Depuis, les relations entre militaires et manifestants ont connu des soubresauts. Les responsables du mouvement de contestation avaient annoncé dimanche la suspension des discussions avec le Conseil militaire, en raison de son refus de transférer le pouvoir immédiatement à une autorité civile.

Dans la journée de mercredi, lors d'une conférence de presse, un haut responsable de l'opposition, Omar el-Digeir, avait déclaré que les leaders de la contestation étaient prêts à parler directement avec le chef du Conseil militaire, le général Abdel Fattah al-Burhane. La réunion s'est déroulée ensuite.

Depuis le 6 avril, des manifestants sont rassemblés jour et nuit devant le quartier général de l'armée à Khartoum. Après avoir demandé dans un premier temps le départ du président, ils réclament désormais que les militaires abandonnent le pouvoir.

Mercredi, des centaines de personnes venues de la ville de Madani (centre) ont rejoint les manifestants dans la capitale en scandant "nous sommes venus de Madani et nous réclamons le pouvoir civil", selon des témoins.

Interrogé avant la réunion lors d'une conférence de presse sur les actions prévues en cas de refus du Conseil militaire d'accéder aux revendications des manifestants, l'un des leaders de la contestation, Siddiq Farouk, a menacé d'une "escalade". "Nous nous préparons à une grève générale" à travers le pays, a-t-il affirmé.

Ahmed al-Rabia, figure de l'Association des professionnels soudanais (SPA), fer de lance de la contestation, a lui appelé à une "marche d'un million de personnes pour jeudi".

Ayman Ali Mohamed, un manifestant, a indiqué mercredi qu'il prendrait part à cette marche. "Nous avons peur que le Conseil militaire nous vole la révolution, donc nous devons participer (aux manifestations) jusqu'à ce que que le transfert à un pouvoir civil soit achevé", a-t-il dit.

Pour la première fois, des juges devraient rejoindre les manifestants. Ils se mobiliseront "pour soutenir le changement et pour (réclamer) un système judiciaire indépendant", selon un communiqué diffusé mercredi par une association professionnelle de juges.

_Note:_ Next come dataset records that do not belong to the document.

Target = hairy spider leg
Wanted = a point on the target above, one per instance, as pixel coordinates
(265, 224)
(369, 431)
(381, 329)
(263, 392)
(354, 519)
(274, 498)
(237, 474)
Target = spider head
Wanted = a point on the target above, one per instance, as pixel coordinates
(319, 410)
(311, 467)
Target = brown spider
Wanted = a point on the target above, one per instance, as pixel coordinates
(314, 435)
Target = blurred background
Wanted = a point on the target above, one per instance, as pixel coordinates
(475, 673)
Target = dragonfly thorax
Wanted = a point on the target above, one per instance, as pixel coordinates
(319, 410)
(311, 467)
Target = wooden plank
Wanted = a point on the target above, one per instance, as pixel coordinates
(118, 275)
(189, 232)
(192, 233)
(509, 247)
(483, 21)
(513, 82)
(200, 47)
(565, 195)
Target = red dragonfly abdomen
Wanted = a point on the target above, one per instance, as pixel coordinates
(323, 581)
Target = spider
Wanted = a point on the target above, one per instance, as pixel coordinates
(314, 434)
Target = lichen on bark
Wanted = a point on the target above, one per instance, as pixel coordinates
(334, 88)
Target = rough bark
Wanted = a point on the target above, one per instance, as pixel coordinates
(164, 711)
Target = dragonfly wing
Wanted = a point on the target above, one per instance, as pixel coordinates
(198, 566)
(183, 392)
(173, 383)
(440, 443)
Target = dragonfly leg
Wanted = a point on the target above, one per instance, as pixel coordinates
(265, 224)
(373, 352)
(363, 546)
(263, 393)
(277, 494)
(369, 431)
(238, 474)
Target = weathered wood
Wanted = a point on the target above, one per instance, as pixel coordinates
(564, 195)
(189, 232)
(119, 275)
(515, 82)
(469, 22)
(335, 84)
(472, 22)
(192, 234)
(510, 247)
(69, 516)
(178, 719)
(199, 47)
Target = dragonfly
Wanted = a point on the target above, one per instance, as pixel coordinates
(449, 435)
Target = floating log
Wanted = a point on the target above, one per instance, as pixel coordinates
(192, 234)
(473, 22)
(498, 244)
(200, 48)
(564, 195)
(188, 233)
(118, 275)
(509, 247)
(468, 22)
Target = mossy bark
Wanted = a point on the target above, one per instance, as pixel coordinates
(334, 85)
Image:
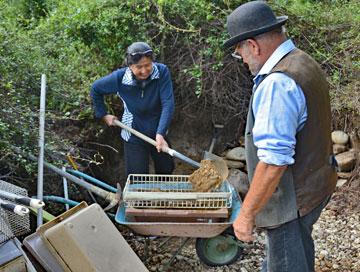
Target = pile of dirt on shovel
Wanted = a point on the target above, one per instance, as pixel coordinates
(206, 178)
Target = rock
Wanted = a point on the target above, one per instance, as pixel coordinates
(346, 161)
(341, 182)
(355, 141)
(339, 137)
(236, 154)
(235, 164)
(239, 180)
(344, 175)
(337, 148)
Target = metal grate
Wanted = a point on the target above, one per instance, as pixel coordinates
(172, 192)
(11, 224)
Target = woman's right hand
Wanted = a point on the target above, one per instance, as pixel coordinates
(109, 119)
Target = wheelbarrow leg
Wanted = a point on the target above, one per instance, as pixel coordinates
(167, 266)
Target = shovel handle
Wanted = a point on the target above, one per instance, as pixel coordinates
(147, 139)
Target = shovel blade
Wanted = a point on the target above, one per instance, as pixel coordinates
(219, 164)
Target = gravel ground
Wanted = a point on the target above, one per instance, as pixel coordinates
(336, 234)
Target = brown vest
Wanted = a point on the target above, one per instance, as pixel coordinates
(312, 177)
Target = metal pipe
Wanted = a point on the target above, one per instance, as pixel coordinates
(62, 200)
(40, 181)
(18, 209)
(92, 180)
(66, 193)
(24, 200)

Dimanche, le général Burhane avait promis que l'armée répondrait dans la semaine aux demandes des manifestants.

La contestation au Soudan, déclenchée le 19 décembre après la décision du gouvernement Béchir de tripler le prix du pain, s'est rapidement transformée en contestation inédite du président aujourd'hui déchu et emprisonné, et plus largement du système en place.

- "Demande légitime" -

Le mouvement a reçu le soutien de Washington qui a dit appuyer "la demande légitime" des Soudanais d'un gouvernement dirigé par des civils.

"Nous sommes ici pour encourager les parties à oeuvrer ensemble afin de faire avancer ce projet au plus tôt", a déclaré mardi à l'AFP Makila James, responsable du département d'Etat américain chargée de l'Afrique de l'Est en visite à Khartoum.

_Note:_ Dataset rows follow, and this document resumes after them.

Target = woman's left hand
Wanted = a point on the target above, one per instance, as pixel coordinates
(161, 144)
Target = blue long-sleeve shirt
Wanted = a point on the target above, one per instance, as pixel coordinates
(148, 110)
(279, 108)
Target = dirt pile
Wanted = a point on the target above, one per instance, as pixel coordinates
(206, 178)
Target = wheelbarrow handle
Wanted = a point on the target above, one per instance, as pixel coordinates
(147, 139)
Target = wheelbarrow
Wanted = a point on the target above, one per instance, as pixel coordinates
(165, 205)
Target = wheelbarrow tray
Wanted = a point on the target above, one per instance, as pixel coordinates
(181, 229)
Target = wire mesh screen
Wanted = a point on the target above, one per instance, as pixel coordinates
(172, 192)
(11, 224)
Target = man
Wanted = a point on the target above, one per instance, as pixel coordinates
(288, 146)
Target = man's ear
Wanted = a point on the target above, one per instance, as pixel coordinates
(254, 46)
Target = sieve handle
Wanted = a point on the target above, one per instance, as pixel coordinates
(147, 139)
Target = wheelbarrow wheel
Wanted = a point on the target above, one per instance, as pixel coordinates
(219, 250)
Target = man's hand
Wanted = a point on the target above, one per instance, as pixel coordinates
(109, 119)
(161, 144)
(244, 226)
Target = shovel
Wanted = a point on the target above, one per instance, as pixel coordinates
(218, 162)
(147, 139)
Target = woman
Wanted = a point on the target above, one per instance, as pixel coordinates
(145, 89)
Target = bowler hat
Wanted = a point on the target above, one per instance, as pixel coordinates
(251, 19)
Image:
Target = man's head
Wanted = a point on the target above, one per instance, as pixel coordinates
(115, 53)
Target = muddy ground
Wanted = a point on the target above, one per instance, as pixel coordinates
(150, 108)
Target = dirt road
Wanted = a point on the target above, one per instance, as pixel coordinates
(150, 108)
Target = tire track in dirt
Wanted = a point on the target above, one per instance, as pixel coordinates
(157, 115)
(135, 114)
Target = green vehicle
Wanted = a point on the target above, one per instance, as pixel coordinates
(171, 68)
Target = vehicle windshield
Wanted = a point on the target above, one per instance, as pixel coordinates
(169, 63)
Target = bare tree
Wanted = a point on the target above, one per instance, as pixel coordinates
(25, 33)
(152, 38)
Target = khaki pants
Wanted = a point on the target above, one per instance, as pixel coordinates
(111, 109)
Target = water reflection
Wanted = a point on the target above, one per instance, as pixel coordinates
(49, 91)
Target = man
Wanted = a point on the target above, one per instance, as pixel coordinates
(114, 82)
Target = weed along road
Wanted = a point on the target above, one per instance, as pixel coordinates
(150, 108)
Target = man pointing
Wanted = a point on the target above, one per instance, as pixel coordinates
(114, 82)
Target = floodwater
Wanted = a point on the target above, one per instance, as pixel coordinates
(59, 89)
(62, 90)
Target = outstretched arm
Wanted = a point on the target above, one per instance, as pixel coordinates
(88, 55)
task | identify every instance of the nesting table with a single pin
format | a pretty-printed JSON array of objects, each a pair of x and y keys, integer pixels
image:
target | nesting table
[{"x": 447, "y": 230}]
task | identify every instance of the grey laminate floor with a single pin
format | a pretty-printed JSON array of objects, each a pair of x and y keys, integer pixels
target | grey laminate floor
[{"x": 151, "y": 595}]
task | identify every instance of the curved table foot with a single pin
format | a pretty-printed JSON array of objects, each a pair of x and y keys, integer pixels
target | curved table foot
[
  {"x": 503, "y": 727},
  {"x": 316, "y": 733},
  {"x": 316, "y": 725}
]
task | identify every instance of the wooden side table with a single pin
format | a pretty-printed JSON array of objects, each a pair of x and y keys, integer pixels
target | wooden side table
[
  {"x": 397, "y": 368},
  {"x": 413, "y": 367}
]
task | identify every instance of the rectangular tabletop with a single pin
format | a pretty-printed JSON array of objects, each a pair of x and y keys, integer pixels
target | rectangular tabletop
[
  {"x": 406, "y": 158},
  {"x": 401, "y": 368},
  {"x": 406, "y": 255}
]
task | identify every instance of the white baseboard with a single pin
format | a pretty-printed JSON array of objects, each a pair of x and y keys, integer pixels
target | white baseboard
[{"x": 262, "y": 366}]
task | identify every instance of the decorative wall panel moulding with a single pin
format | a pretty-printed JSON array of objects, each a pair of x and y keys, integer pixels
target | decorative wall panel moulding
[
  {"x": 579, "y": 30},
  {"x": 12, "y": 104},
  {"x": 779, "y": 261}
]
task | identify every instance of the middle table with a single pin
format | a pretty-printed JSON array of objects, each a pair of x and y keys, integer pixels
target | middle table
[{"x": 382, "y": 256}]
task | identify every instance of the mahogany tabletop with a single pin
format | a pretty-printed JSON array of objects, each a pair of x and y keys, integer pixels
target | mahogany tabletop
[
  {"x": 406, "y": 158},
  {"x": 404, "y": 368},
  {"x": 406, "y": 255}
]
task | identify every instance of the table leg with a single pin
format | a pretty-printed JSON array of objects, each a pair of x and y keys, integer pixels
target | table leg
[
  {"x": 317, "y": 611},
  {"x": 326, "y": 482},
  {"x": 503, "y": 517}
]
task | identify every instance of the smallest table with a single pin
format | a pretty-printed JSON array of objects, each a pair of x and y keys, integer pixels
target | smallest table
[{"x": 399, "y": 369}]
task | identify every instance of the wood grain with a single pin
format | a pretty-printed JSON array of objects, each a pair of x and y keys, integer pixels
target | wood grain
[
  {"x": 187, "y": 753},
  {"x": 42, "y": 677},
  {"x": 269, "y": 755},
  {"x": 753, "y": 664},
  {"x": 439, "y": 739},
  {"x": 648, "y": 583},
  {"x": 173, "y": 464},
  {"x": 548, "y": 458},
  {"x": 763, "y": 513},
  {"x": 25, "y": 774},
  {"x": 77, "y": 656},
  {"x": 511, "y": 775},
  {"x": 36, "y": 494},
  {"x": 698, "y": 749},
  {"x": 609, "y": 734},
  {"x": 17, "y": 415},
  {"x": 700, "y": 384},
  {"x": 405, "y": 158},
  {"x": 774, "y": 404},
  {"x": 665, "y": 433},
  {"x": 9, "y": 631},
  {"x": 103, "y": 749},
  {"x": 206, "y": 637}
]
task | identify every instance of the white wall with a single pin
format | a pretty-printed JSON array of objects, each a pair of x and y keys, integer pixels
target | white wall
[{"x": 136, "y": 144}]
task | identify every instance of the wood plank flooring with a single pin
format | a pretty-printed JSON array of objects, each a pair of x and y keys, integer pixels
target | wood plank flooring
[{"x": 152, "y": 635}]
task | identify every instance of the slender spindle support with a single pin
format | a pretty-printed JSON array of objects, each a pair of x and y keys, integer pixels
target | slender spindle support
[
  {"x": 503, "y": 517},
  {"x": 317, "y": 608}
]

"Le peuple du Soudan a formulé clairement sa demande", a-t-elle souligné. "Nous voulons le soutenir dans cela, c'est la meilleure voie pour aller vers une société respectueuse des droits humains".

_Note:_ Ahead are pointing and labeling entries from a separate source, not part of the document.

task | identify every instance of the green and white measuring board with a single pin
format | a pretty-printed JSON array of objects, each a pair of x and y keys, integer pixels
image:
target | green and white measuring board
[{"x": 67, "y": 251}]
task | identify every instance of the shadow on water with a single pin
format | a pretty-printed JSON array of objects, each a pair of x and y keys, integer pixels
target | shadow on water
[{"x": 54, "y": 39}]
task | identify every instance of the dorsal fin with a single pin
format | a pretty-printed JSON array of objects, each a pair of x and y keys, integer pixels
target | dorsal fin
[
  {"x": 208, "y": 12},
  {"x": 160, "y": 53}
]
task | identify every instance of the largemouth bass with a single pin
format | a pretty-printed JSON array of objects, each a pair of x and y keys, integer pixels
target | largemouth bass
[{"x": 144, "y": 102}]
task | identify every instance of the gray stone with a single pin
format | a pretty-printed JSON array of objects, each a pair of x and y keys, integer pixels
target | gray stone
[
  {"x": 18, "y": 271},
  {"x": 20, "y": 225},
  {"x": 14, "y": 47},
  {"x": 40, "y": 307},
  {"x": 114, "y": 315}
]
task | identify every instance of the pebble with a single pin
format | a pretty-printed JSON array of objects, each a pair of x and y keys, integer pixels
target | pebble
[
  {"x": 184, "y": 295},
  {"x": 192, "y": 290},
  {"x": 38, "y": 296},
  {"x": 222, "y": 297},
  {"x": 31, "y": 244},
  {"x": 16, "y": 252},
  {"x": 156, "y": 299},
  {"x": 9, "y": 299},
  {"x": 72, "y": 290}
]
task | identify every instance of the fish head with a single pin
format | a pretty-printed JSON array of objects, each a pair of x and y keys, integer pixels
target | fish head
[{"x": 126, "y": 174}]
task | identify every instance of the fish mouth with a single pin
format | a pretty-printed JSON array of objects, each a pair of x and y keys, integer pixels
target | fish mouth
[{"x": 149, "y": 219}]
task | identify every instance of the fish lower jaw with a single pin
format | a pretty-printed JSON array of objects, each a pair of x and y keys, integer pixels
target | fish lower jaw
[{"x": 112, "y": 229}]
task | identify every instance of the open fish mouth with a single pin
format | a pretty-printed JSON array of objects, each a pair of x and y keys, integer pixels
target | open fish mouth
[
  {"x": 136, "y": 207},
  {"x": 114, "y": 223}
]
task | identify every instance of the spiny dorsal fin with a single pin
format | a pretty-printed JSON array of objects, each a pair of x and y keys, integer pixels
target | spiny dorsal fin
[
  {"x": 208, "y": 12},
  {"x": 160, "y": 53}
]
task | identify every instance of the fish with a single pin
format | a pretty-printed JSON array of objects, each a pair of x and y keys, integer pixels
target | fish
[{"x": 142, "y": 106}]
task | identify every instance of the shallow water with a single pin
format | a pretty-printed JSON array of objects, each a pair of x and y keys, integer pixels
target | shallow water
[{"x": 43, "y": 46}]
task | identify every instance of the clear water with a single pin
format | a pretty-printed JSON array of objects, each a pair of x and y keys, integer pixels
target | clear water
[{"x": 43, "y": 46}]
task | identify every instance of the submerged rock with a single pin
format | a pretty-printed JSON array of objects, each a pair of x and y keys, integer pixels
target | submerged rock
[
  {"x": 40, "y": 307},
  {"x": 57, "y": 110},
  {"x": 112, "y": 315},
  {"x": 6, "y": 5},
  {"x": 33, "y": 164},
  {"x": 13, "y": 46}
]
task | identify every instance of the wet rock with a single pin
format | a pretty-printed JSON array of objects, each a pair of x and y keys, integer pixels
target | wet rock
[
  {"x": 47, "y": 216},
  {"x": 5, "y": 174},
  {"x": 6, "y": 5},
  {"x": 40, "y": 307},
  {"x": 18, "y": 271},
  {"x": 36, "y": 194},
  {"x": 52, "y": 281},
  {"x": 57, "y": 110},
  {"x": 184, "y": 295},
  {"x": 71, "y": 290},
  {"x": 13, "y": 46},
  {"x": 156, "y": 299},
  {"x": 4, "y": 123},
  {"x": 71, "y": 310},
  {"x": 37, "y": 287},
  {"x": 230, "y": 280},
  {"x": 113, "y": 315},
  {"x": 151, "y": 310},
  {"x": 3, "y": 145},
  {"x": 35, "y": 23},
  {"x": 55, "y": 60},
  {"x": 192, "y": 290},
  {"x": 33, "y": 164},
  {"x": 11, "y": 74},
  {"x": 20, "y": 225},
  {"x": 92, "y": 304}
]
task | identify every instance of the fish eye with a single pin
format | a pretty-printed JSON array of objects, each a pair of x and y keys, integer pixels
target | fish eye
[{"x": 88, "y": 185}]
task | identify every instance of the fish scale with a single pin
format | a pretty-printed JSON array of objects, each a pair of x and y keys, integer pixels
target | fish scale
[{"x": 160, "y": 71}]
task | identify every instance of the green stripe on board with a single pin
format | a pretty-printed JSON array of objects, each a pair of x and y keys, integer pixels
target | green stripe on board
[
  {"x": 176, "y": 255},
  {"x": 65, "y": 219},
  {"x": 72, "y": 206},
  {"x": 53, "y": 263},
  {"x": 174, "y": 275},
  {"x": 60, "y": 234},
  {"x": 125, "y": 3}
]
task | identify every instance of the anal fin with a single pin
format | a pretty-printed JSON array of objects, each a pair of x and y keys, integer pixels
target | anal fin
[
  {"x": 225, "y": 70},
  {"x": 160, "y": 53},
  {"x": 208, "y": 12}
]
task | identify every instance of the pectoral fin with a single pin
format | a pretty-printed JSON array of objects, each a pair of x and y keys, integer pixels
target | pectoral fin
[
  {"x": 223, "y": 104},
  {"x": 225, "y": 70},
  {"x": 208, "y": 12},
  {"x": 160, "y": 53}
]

Un responsable américain avait indiqué plus tôt en avril que les Etats-Unis étaient prêts à retirer le Soudan de leur liste des pays accusés de soutenir le terrorisme si le Conseil militaire engageait un "changement fondamental" de gouvernance.

Arrivé au pouvoir par un coup d'Etat en 1989, M. Béchir a dirigé d'une main de fer un pays miné par une situation économique désastreuse et par des rébellions dans plusieurs régions. La Cour pénale internationale (CPI) a lancé des mandats d'arrêt contre lui pour "crimes de guerre" et "génocide" dans la région du Darfour (ouest).

Plusieurs pays africains réunis sous la houlette de l'Egypte ont appelé mardi à une "transition pacifique et démocratique" d'ici trois mois au Soudan, un délai plus long que les 15 jours accordés récemment par l'Union africaine (UA) aux militaires pour céder le pouvoir.